Apache Zookeeper: Periodic connection loss

Question

Apache Zookeeper: Periodic connection loss

xashr opened this issue 7 months ago · comments

What happened:
After migrating from Calico to Amazon VPC CNI Addon, we observed problems with Strimzi Kafka, more precisely with Apache Zookeeper.

Strimzi installs a network policy by default to allow communication between Zookeeper pods (and other Strimzi related pods).
So in a cluster with no network policies besides these default Zookeeper policy, the following happens in a namespace with 3 zookeeper replicas:

Leader election is successful, Zookeeper pods communicate without problems
After ~ 5 Minutes zookeeper pods lose connection
Connection is established again, (Leader election)
After ~ 5 Minutes zookeeper pods lose connection
... (repeat)

Attach logs
In the Zookeeper logs the connection loss usually shows up like this:

[myid:2] - ERROR [LearnerHandler-/10.0.112.14:60242:LearnerHandler@714] - Unexpected exception causing shutdown while sock still open
  java.net.SocketTimeoutException: Read timed out  
...
[myid:2] - WARN  [LearnerHandler-/10.0.112.14:60242:LearnerHandler@737] - ******* GOODBYE /10.0.112.14:60242 ********

or

[myid:2] - ERROR [LearnerHandler-/10.0.114.144:42736:LearnerHandler@714] - Unexpected exception causing shutdown while sock still open
  java.io.EOFException
...
[myid:2] - WARN  [LearnerHandler-/10.0.114.144:42736:LearnerHandler@737] - ******* GOODBYE /10.0.114.144:42736 ********

What you expected to happen:
Established connections do not get dropped (periodically).

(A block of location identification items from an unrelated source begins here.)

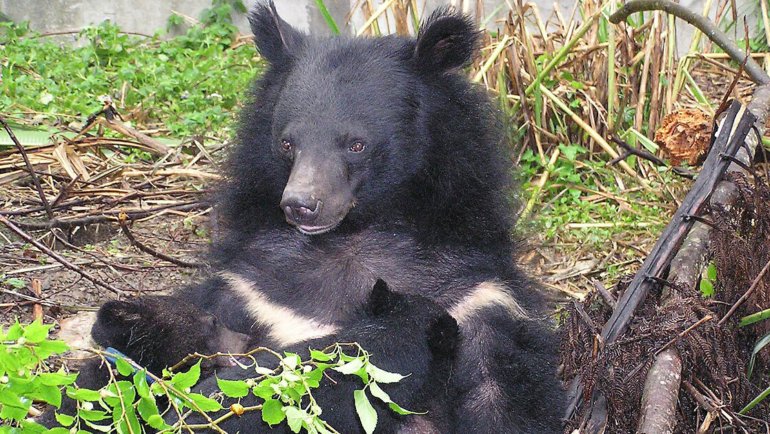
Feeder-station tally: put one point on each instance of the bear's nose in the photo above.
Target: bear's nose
(301, 211)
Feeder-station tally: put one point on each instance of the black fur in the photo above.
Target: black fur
(424, 206)
(158, 332)
(406, 334)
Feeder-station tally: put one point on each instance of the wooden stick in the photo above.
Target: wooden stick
(122, 218)
(30, 169)
(26, 237)
(37, 309)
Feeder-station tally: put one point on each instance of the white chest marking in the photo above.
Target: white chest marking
(286, 326)
(487, 294)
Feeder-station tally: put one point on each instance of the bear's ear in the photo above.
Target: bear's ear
(447, 40)
(443, 336)
(381, 300)
(276, 40)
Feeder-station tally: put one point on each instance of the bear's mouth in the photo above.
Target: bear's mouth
(316, 230)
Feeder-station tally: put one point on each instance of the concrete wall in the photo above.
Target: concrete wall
(147, 16)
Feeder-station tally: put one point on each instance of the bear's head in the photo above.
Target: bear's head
(346, 124)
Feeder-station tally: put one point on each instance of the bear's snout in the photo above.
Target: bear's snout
(301, 210)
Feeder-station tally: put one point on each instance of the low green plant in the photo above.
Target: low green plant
(136, 401)
(188, 84)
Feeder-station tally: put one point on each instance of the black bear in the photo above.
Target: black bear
(158, 332)
(405, 334)
(359, 158)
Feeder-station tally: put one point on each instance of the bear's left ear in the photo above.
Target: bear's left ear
(276, 40)
(447, 40)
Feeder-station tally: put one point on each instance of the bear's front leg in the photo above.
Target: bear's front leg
(158, 332)
(506, 375)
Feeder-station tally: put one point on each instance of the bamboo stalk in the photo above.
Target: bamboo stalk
(591, 132)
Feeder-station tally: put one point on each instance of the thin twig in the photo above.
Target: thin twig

How to reproduce it (as minimally and precisely as possible):
We were able to make it easily reproducible by installing Zookeeper from Bitnami and applying a Strimzi-like network policy:

Install zookeeper with 3 replicas

helm repo add bitnami https://charts.bitnami.com/bitnami
helm upgrade --install zookeepertest bitnami/zookeeper --version 10.2.5 --set replicaCount=3 --set logLevel=INFO

Install "Strimzi-like" network policy:

apiVersion: networking.k8s.io/v1
kind: NetworkPolicy
metadata:
  name: netpol-zookeepertest
spec:
  ingress:
  - from:
    - podSelector:
        matchLabels:
          app.kubernetes.io/instance: zookeepertest
    ports:
    - port: 2888
      protocol: TCP
    - port: 3888
      protocol: TCP
  - from:
    - podSelector:
        matchLabels:
          app.kubernetes.io/instance: zookeepertest
    ports:
    - port: 2181
      protocol: TCP
  - ports:
    - port: 9404
      protocol: TCP
  podSelector:
    matchLabels:
      app.kubernetes.io/instance: zookeepertest
  policyTypes:
  - Ingress
status: {}

Observe Zookeeper logs.

Anything else we need to know?:
Something interesting we observed:

The issue can be "fixed" by adding an additional network policy, allowing ingress to additional ports in the range ~ 40000-65000

apiVersion: networking.k8s.io/v1
kind: NetworkPolicy
metadata:
  name: default-policy
spec:
  ingress:
  - from:
    - podSelector:
        matchLabels:
          app.kubernetes.io/instance: zookeepertest
    ports:
    - port: 40000
      endPort: 65000
      protocol: TCP
  podSelector:
    matchLabels:
      app.kubernetes.io/instance: zookeepertest
  policyTypes:
  - Ingress
status: {}

Wild guess why this workaround works: The range 40000-65000 is the range of the source ports (as you can see in the logs above: GOODBYE /10.0.112.14:60242. Maybe there is a bug in the policy agent causing a loss of state after x minutes. After the state loss the communication to the source port 60242 is no longer known/accepted. With the workaround policy, however, the port range is explicitly allowed.

Environment:

AWS EKS, Kubernetes 1.26
CNI Version: amazon-k8s-cni:v1.15.4-eksbuild.1, aws-network-policy-agent:v1.0.6-eksbuild.1

Jayanth Varavani · Answer 1 · Wed Dec 06 2023 02:08:18 GMT+0800 (China Standard Time)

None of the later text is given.